During a code review, I noticed a piece of code that was calling includes inside filter.

The code looked something like this:

const valuesToKeep = [2, 4];
const valuesToTest = [1, 2, 3, 4];
const values = valuesToTest.filter((n) => valuesToKeep.includes(n)); // [2, 4]

The comment I left was along the lines:

"Hey, be careful, filter is O(n) and includes is O(n) so this is O(n2). This would perform as O(n) if you used a Set, BUT since the arrays are so small it probably does not make a difference".

To illustrate the comment with code, this is what I had in mind:

const valuesToKeep = [2, 4];
const valuesToTest = [1, 2, 3, 4];
const setToKeep = new Set(valuesToKeep);
const values = valuesToTest.filter((n) => setToKeep.has(n)); // [2, 4]

My comment didn't sit well with me because saying "hey this will perform OK because the data is a certain way" is not a good idea: the data may change, or maybe I'm just wrong.

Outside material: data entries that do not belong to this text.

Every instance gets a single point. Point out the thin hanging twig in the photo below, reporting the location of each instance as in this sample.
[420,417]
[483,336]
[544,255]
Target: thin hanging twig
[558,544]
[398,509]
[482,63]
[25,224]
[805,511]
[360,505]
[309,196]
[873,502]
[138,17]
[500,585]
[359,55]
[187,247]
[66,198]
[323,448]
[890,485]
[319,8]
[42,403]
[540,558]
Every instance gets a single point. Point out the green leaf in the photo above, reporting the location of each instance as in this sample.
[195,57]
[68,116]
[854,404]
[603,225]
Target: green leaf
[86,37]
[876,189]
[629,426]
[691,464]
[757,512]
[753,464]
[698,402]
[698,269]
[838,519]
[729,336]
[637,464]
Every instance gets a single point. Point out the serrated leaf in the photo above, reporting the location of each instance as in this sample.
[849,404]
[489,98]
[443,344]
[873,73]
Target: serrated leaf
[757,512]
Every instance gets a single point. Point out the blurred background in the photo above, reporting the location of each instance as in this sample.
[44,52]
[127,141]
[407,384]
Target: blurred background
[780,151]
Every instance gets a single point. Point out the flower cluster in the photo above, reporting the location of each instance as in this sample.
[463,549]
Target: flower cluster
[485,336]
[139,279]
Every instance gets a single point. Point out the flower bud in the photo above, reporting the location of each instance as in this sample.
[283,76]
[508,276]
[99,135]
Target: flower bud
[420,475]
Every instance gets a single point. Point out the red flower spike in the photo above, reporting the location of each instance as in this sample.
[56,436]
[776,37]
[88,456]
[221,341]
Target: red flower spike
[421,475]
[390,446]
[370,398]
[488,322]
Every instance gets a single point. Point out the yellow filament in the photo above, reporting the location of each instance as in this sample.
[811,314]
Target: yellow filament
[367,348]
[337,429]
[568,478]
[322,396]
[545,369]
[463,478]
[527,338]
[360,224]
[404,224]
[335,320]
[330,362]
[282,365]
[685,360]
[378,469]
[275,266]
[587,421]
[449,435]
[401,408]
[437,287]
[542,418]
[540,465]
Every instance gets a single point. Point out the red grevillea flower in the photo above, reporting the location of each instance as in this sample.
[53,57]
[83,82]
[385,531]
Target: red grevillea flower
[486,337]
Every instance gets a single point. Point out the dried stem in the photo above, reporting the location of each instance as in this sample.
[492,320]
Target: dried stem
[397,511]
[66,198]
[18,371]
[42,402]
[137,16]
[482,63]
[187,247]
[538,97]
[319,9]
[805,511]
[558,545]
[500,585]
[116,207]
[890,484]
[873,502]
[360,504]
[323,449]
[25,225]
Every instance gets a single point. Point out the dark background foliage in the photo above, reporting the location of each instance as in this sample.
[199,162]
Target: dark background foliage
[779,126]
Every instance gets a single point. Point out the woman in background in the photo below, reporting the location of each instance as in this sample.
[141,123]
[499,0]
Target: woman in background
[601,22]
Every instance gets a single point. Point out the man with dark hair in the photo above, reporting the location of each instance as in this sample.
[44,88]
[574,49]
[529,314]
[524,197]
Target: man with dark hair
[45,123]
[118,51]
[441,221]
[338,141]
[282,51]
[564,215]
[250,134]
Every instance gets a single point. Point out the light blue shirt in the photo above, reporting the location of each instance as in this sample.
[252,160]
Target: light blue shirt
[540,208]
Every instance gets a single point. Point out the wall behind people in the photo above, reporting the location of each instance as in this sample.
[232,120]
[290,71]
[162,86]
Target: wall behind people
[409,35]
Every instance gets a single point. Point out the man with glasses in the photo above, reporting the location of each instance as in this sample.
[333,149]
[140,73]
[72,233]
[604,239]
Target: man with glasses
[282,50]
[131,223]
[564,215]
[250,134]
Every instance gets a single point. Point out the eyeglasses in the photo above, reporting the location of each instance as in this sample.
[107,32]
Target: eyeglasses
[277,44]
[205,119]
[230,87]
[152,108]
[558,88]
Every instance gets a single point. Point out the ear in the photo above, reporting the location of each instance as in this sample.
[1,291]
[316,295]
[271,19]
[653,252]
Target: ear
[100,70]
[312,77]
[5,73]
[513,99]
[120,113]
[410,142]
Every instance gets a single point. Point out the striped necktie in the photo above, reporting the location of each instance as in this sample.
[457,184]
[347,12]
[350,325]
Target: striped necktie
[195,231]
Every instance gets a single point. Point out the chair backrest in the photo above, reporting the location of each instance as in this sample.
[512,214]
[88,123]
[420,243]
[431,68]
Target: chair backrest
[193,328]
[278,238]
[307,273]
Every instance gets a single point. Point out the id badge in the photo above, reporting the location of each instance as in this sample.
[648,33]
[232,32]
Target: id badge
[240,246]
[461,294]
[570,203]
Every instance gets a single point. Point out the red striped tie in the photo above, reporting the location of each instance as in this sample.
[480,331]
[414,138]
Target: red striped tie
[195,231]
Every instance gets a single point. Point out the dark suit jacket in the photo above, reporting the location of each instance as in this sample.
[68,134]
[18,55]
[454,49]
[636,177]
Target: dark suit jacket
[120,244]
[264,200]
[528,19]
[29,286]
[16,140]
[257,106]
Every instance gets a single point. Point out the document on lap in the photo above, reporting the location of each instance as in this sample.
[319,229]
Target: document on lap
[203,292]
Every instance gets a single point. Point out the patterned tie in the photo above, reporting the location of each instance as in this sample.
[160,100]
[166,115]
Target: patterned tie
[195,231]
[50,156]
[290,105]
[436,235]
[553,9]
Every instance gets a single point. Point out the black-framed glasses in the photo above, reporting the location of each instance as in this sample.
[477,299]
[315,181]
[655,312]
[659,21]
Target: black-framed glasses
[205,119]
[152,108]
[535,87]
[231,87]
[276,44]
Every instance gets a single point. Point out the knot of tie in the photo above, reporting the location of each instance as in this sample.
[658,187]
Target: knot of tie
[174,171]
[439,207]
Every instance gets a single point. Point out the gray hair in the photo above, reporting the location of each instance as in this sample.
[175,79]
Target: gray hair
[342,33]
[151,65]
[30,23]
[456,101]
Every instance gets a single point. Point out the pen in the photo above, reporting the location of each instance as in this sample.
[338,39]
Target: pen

So I decided to put this to test. I'm going to generate two arrays containing random integers: an array of values to keep, and an array of values to test. The premise is that the array of values to keep is much smaller than the array of values to test, so we're going to make the array of values to test 10 times bigger than the array of values to keep.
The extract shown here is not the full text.